Neural Networks: From Fundamentals to Modern AI · Regularization — how to avoid overfitting

Layer Normalization: when BatchNorm fails and how to replace it

Regularization — how to avoid overfitting

Introduction

Layer Normalization (Ba, Kiros, Hinton 2016) was proposed as an answer to BatchNorm weaknesses on sequential tasks and small batches. Instead of normalizing along the batch dimension, LN normalizes along the feature dimension within a single example — μ and σ are computed independently per sample, so batch size does not matter and train/eval modes are identical. The math is a small change, but architectural consequences are huge: LN is the standard in transformers (Vaswani et al. 2017, GPT, BERT, Llama), Vision Transformers, ConvNeXt, in RNNs (LSTM with LN), and wherever batch is small, sequences are variable length, or training is distributed.
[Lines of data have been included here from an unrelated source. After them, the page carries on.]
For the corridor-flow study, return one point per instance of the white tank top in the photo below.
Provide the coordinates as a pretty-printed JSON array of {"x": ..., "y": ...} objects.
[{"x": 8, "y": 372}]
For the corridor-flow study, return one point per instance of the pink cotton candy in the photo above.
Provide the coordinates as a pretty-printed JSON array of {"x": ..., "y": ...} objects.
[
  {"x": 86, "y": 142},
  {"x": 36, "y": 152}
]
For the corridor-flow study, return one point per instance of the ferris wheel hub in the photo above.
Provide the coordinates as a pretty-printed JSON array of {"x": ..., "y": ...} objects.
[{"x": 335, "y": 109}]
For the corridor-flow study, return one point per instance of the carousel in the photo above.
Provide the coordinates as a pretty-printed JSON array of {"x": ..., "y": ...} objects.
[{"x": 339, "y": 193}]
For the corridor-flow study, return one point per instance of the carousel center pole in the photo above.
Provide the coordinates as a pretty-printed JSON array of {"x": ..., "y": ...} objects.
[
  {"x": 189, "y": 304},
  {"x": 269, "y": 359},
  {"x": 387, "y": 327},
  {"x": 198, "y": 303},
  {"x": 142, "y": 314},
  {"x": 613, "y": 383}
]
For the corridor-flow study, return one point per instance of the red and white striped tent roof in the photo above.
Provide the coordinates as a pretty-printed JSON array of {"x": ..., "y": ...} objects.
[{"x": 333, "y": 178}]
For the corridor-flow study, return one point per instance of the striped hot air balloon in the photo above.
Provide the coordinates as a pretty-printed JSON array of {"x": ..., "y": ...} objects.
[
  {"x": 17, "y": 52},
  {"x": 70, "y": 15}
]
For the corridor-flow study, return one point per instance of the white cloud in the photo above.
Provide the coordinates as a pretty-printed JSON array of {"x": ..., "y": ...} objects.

This lesson covers: the exact LN formula and differences from BN, the placement of LN in a transformer block (Pre-LN vs Post-LN, decision from On Layer Normalization in the Transformer Architecture, Xiong et al. 2020), variants (RMSNorm Zhang & Sennrich 2019 — used in Llama 2/3), and when LN itself can be pathological (too small d_model, missing γ/β, numerical ε).